From patchwork Sun Dec 31 22:55:12 2023
Content-Type: text/plain; charset="utf-8"
MIME-Version: 1.0
Content-Transfer-Encoding: 7bit
X-Patchwork-Submitter: "Darrick J. Wong" <djwong@kernel.org>
X-Patchwork-Id: 13507985
Received: from smtp.kernel.org (aws-us-west-2-korg-mail-1.web.codeaurora.org
 [10.30.226.201])
	(using TLSv1.2 with cipher ECDHE-RSA-AES256-GCM-SHA384 (256/256 bits))
	(No client certificate requested)
	by smtp.subspace.kernel.org (Postfix) with ESMTPS id 0FFC6C127
	for <linux-xfs@vger.kernel.org>; Sun, 31 Dec 2023 22:55:13 +0000 (UTC)
Authentication-Results: smtp.subspace.kernel.org;
	dkim=pass (2048-bit key) header.d=kernel.org header.i=@kernel.org
 header.b="TiqXbyAB"
Received: by smtp.kernel.org (Postfix) with ESMTPSA id D4720C433C7;
	Sun, 31 Dec 2023 22:55:12 +0000 (UTC)
DKIM-Signature: v=1; a=rsa-sha256; c=relaxed/simple; d=kernel.org;
	s=k20201202; t=1704063312;
	bh=+o2JqwE17+YmTJMyCMxeMM6k0FZoFhJ4AkKSJCcmE80=;
	h=Date:Subject:From:To:Cc:In-Reply-To:References:From;
	b=TiqXbyABSMg3+49GjhZtvpUx9mVLwrgUcaIgwj9P4UEXOfvaxWCUDpRKkDub5h96K
	 cUZ8F3yCM+n0jlbRoFIAsuJzjUvKXf2OQfkC9e4eoj0bRsP8FGx30H20ONcPvmrfFr
	 qxXO5tzBkU2jF7cViQlyNZNHIpa97Z/NmMRcaQqGqrAiy2G6yMDGAkNMaY7bn29ZIu
	 XGQFbnDgLVa2yBlGlxLMnjbsqThs3QYc4Dh1xrNd7VTWlg/uSGfHlSUCRzQ3lRGpeQ
	 wAHpeqUFcA39or9Nm9lAXth+G5407rMs4+W4PxxjJbSnPIiMMmRYlefWeG9YcznvNY
	 Via2h+0c5jlCQ==
Date: Sun, 31 Dec 2023 14:55:12 -0800
Subject: [PATCH 2/4] xfs_scrub_all: survive systemd restarts when waiting for
 services
From: "Darrick J. Wong" <djwong@kernel.org>
To: djwong@kernel.org, cem@kernel.org
Cc: Christoph Hellwig <hch@lst.de>, linux-xfs@vger.kernel.org
Message-ID: <170405002282.1801148.13065805971923682262.stgit@frogsfrogsfrogs>
In-Reply-To: <170405002254.1801148.6324602186356936873.stgit@frogsfrogsfrogs>
References: <170405002254.1801148.6324602186356936873.stgit@frogsfrogsfrogs>
User-Agent: StGit/0.19
Precedence: bulk
X-Mailing-List: linux-xfs@vger.kernel.org
List-Id: <linux-xfs.vger.kernel.org>
List-Subscribe: <mailto:linux-xfs+subscribe@vger.kernel.org>
List-Unsubscribe: <mailto:linux-xfs+unsubscribe@vger.kernel.org>
MIME-Version: 1.0

From: Darrick J. Wong <djwong@kernel.org>

If xfs_scrub_all detects a running systemd, it will use it to invoke
xfs_scrub subprocesses in a sandboxed and resource-controlled
environment.  Unfortunately, if you happen to restart dbus or systemd
while it's running, you get this:

systemd[1]: Reexecuting.
xfs_scrub_all[9958]: Warning!
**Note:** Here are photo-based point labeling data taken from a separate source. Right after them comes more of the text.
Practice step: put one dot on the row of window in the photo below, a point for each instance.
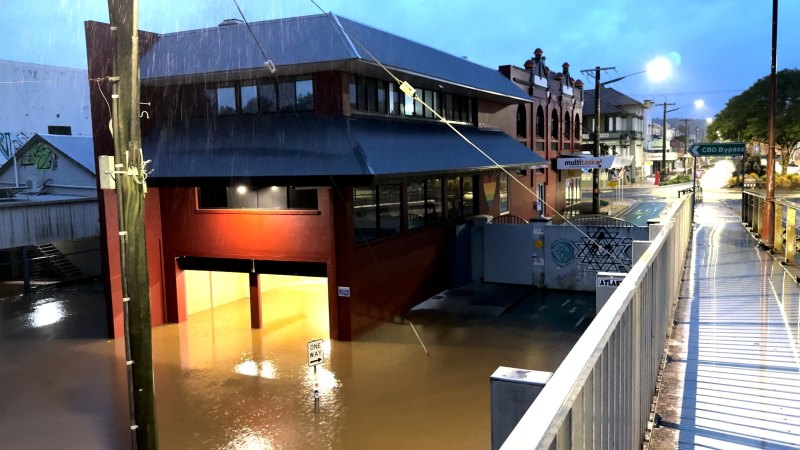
(262, 97)
(554, 124)
(270, 198)
(385, 97)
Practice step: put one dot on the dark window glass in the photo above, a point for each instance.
(372, 95)
(353, 93)
(540, 122)
(502, 185)
(260, 197)
(416, 205)
(433, 201)
(381, 105)
(522, 121)
(303, 198)
(365, 217)
(394, 99)
(249, 96)
(286, 95)
(429, 101)
(448, 106)
(226, 100)
(362, 95)
(419, 110)
(60, 130)
(453, 192)
(468, 190)
(267, 98)
(391, 208)
(305, 94)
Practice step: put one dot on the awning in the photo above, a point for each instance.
(594, 162)
(305, 145)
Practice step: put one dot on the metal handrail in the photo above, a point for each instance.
(652, 288)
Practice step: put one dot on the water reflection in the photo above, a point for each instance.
(46, 312)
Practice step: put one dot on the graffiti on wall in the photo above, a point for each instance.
(604, 251)
(10, 143)
(41, 156)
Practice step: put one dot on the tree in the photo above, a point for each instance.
(746, 116)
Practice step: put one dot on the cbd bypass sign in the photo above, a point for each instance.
(719, 149)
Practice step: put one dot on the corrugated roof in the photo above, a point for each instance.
(288, 146)
(610, 101)
(310, 39)
(78, 148)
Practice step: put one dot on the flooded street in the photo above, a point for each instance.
(220, 384)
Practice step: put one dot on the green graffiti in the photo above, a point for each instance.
(42, 156)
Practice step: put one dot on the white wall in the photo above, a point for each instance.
(35, 96)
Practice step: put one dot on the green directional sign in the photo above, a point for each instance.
(718, 149)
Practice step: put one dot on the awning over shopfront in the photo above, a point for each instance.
(593, 162)
(308, 146)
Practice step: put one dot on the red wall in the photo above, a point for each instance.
(265, 235)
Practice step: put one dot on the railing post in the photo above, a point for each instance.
(791, 244)
(777, 242)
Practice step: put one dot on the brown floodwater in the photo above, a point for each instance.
(221, 385)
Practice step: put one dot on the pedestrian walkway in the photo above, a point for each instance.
(731, 380)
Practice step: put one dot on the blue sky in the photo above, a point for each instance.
(721, 46)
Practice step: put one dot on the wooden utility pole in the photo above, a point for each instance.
(130, 189)
(768, 217)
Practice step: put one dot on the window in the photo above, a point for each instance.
(267, 98)
(522, 122)
(502, 187)
(249, 96)
(60, 130)
(540, 122)
(257, 197)
(304, 88)
(365, 217)
(286, 95)
(377, 211)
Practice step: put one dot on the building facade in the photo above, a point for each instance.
(622, 128)
(314, 163)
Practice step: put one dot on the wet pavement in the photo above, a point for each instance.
(733, 374)
(220, 384)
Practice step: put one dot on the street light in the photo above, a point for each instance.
(662, 69)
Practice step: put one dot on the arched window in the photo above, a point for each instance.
(540, 122)
(522, 121)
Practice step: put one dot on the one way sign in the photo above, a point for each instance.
(315, 354)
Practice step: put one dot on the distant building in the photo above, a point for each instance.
(323, 167)
(622, 128)
(48, 212)
(41, 99)
(550, 125)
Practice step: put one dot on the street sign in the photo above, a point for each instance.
(718, 149)
(315, 354)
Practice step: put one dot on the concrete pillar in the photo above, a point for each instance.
(255, 300)
(512, 393)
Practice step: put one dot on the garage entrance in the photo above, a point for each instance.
(294, 296)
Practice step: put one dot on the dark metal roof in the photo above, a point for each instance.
(306, 40)
(307, 146)
(610, 102)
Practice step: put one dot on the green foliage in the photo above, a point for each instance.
(746, 116)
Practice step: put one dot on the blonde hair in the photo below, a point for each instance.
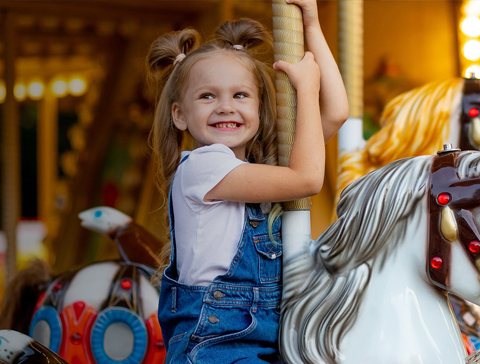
(413, 123)
(169, 80)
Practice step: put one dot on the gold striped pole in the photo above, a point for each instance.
(10, 147)
(288, 46)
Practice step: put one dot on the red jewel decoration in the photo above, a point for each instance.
(57, 287)
(76, 338)
(444, 198)
(126, 284)
(436, 262)
(474, 246)
(473, 112)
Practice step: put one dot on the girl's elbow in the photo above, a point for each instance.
(314, 185)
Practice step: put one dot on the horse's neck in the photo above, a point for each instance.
(402, 318)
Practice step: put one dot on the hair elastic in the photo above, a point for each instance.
(179, 58)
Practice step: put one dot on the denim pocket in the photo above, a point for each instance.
(173, 344)
(269, 261)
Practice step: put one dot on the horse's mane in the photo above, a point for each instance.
(414, 123)
(370, 210)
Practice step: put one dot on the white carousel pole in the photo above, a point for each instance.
(350, 136)
(296, 231)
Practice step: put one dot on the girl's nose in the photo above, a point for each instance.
(225, 106)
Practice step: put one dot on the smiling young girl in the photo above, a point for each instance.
(220, 294)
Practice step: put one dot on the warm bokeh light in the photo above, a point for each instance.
(20, 92)
(3, 92)
(471, 50)
(471, 26)
(59, 87)
(472, 8)
(36, 90)
(77, 86)
(472, 70)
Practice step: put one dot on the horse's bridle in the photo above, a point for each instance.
(469, 116)
(450, 203)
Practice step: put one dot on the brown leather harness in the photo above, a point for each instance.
(460, 196)
(470, 104)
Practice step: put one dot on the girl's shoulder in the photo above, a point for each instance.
(204, 161)
(212, 148)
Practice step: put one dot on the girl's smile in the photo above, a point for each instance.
(220, 104)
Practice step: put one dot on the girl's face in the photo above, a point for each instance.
(220, 104)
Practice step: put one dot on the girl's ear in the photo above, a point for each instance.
(178, 118)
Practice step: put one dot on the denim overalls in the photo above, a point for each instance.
(235, 319)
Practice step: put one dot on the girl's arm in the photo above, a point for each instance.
(333, 98)
(304, 175)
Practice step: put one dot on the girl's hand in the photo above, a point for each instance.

D-Bus connection terminated.
xfs_scrub_all[9956]: Warning! D-Bus connection terminated.
xfs_scrub_all[9956]: Failed to wait for response: Connection reset by peer
xfs_scrub_all[9958]: Failed to wait for response: Connection reset by peer
xfs_scrub_all[9930]: Scrubbing / done, (err=1)
xfs_scrub_all[9930]: Scrubbing /storage done, (err=1)
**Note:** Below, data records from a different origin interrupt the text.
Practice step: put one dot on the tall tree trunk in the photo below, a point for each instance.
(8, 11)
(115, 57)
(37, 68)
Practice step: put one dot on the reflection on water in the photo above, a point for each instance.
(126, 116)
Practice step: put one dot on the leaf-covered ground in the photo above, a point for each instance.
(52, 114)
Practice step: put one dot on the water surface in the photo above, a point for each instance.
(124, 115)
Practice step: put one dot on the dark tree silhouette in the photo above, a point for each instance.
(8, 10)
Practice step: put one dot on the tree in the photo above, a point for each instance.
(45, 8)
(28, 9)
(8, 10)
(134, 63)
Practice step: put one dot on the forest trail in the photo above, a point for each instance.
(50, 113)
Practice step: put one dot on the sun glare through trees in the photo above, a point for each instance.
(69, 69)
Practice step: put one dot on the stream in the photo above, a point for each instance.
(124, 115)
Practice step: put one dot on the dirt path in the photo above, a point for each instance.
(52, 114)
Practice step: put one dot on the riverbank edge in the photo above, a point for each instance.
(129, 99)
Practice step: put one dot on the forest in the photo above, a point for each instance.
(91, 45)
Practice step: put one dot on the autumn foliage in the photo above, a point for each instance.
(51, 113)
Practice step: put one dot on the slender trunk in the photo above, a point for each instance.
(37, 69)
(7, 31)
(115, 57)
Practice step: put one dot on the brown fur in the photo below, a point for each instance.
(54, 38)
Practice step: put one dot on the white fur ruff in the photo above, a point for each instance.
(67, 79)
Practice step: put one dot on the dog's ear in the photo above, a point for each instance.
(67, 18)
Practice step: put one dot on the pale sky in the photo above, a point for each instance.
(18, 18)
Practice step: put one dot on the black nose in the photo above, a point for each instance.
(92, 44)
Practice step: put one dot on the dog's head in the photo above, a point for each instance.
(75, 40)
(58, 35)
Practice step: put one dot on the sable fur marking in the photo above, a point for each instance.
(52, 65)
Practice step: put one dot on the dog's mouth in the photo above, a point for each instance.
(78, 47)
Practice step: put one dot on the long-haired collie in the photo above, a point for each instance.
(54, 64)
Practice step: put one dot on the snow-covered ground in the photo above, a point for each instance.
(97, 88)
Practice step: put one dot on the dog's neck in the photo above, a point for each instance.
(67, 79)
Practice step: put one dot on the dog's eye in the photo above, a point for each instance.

The xfs_scrub units themselves are still running, it's just that the
`systemctl start' command that xfs_scrub_all uses to start and wait for
the unit lost its connection to dbus and hence is no longer monitoring
sub-services.

When this happens, we don't have great options -- systemctl doesn't have
a command to wait on an activating (aka running) unit.  Emulate the
functionality we normally get by polling the failed/active statuses.

Signed-off-by: Darrick J. Wong <djwong@kernel.org>
Reviewed-by: Christoph Hellwig <hch@lst.de>
---
 scrub/xfs_scrub_all.in |   78 ++++++++++++++++++++++++++++++++++++++++--------
 1 file changed, 65 insertions(+), 13 deletions(-)

diff --git a/scrub/xfs_scrub_all.in b/scrub/xfs_scrub_all.in
index 671d588177a..ab9b491fb4e 100644
--- a/scrub/xfs_scrub_all.in
+++ b/scrub/xfs_scrub_all.in
@@ -14,6 +14,7 @@ import time
 import sys
 import os
 import argparse
+from io import TextIOWrapper
 
 retcode = 0
 terminate = False
@@ -58,12 +59,18 @@ def find_mounts():
 
 	return fs
 
-def kill_systemd(unit, proc):
-	'''Kill systemd unit.'''
-	proc.terminate()
-	cmd=['systemctl', 'stop', unit]
-	x = subprocess.Popen(cmd)
-	x.wait()
+def backtick(cmd):
+	'''Generator function that yields lines of a program's stdout.'''
+	p = subprocess.Popen(cmd, stdout = subprocess.PIPE)
+	for line in TextIOWrapper(p.stdout, encoding="utf-8"):
+		yield line.strip()
+
+def remove_killfunc(killfuncs, fn):
+	'''Ensure fn is not in killfuncs.'''
+	try:
+		killfuncs.remove(fn)
+	except:
+		pass
 
 def run_killable(cmd, stdout, killfuncs, kill_fn):
 	'''Run a killable program.  Returns program retcode or -1 if we can't start it.'''
@@ -72,10 +79,7 @@ def run_killable(cmd, stdout, killfuncs, kill_fn):
 		real_kill_fn = lambda: kill_fn(proc)
 		killfuncs.add(real_kill_fn)
 		proc.wait()
-		try:
-			killfuncs.remove(real_kill_fn)
-		except:
-			pass
+		remove_killfunc(killfuncs, real_kill_fn)
 		return proc.returncode
 	except:
 		return -1
@@ -96,6 +100,56 @@ def path_to_serviceunit(path):
 	except:
 		return None
 
+def systemctl_stop(unitname):
+	'''Stop a systemd unit.'''
+	cmd = ['systemctl', 'stop', unitname]
+	x = subprocess.Popen(cmd)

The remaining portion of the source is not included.